Saturday, 16 February 2013

Flux Ropes on the Sun

Photonic Space

A stunning NASA image








This is an image of magnetic loops on the sun, captured by NASA's Solar Dynamics Observatory (SDO). It has been processed to highlight the edges of each loop to make the structure more clear.

A series of loops such as this is known as a flux rope, and these lie at the heart of eruptions on the sun known as coronal mass ejections (CMEs.) This is the first time scientists were able to discern the timing of a flux rope's formation. (Blended 131 Angstrom and 171 Angstrom images of July 19, 2012 flare and CME.)
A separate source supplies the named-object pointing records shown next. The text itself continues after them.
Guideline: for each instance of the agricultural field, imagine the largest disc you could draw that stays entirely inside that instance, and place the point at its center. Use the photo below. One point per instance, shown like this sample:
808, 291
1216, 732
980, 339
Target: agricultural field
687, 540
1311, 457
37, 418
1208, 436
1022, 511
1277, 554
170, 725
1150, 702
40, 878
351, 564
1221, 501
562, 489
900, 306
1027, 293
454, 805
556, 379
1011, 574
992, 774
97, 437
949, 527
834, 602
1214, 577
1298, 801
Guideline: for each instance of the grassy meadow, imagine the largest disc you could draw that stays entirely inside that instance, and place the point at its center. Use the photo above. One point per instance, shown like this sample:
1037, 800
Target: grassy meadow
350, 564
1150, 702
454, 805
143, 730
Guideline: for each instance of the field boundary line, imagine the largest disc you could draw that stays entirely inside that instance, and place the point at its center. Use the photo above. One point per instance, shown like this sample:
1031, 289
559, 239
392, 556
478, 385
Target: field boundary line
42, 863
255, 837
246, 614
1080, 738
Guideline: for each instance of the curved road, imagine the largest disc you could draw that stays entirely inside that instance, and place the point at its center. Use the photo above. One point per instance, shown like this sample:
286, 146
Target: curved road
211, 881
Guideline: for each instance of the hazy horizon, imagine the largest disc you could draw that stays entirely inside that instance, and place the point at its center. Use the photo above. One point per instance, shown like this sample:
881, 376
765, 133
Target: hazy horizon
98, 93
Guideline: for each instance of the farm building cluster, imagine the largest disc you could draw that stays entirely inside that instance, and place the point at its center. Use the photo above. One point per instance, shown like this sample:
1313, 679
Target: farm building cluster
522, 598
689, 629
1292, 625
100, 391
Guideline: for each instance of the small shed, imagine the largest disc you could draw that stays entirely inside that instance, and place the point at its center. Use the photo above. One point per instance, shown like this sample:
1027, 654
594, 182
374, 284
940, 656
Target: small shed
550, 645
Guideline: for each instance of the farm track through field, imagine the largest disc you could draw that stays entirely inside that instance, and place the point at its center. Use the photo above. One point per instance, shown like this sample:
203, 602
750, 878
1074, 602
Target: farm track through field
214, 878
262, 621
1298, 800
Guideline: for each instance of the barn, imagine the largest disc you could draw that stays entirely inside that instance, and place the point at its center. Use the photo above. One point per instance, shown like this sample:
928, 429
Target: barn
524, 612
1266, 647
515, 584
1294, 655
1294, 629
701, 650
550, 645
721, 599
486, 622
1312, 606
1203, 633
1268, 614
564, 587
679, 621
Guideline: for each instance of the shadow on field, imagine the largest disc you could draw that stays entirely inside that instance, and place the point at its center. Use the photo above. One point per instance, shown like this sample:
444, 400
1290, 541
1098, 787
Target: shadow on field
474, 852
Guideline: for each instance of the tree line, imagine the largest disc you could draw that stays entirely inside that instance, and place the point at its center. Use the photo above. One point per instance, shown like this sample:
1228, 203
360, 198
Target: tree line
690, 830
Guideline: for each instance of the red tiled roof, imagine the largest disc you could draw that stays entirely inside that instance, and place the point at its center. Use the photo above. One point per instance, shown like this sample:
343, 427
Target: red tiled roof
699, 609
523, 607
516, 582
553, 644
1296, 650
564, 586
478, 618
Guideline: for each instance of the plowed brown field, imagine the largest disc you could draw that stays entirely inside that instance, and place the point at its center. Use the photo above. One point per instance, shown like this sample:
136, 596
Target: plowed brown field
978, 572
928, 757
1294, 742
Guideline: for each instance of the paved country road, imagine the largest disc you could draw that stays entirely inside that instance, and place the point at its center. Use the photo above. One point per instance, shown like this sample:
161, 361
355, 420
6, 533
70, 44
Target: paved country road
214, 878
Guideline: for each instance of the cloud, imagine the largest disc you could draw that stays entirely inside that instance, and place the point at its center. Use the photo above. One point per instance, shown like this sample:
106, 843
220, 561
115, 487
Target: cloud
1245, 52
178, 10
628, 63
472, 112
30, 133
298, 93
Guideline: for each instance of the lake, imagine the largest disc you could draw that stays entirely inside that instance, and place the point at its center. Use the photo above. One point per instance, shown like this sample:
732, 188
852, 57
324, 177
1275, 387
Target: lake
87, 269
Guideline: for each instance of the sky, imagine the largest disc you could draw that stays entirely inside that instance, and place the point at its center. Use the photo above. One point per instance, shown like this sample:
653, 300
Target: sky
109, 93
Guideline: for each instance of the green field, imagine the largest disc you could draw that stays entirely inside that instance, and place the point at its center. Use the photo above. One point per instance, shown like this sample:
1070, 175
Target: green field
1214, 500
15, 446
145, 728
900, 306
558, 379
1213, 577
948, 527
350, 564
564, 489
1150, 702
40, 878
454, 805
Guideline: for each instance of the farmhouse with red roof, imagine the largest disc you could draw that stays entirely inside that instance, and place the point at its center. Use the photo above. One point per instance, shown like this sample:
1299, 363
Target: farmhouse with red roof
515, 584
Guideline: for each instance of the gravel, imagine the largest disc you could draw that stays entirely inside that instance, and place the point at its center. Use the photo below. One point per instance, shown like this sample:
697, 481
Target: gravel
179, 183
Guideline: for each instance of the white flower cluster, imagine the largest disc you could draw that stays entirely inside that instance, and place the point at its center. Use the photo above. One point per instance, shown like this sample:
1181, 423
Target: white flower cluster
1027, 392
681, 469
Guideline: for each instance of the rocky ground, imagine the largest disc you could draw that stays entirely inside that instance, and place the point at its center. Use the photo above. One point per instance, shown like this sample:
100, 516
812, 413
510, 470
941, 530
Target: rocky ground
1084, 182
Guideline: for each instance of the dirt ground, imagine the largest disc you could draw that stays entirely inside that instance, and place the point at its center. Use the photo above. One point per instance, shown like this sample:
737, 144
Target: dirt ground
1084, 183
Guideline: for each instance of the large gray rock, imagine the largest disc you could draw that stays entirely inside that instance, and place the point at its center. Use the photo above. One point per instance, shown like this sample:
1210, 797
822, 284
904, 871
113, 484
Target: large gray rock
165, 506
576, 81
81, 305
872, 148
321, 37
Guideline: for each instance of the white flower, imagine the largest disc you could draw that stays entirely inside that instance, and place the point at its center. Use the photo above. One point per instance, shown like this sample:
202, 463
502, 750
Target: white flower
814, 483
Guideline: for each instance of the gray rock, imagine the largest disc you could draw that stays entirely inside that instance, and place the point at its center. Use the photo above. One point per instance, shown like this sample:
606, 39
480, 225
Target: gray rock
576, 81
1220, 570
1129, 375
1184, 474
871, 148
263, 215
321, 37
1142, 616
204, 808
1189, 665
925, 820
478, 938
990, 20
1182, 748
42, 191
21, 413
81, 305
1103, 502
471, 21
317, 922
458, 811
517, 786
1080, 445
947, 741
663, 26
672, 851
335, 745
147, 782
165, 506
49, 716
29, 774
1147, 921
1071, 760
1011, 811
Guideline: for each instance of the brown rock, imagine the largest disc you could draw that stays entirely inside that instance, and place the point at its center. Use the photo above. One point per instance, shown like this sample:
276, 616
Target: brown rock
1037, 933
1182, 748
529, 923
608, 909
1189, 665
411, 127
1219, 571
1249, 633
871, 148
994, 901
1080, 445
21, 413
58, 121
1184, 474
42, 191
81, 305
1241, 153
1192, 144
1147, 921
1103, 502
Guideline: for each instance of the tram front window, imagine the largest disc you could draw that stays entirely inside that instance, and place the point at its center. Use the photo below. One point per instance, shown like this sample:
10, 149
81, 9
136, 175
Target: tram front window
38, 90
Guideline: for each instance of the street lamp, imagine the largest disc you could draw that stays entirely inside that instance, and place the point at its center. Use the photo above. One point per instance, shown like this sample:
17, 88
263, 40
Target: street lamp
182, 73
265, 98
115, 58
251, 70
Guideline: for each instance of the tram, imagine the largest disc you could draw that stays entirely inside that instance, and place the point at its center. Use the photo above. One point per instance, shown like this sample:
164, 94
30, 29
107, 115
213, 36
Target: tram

Image Credit: NASA/Goddard Space Flight Center/SDO


Background

The Solar Dynamics Observatory (SDO) is a NASA mission which will observe the Sun for over five years.[3] Launched on February 11, 2010, the observatory is part of the Living With a Star (LWS) program.[4] The goal of the LWS program is to develop the scientific understanding necessary to effectively address those aspects of the connected SunEarth system that directly affect life and society. SDO's goal is to understand the Sun's influence on Earth and near-Earth space by studying the solar atmosphere on small scales of space and time and in many wavelengths simultaneously. SDO will investigate how the Sun's magnetic field is generated and structured, how this stored magnetic energy is converted and released into the heliosphere and geospace in the form of solar wind, energetic particles, and variations in the solar irradiance.[5]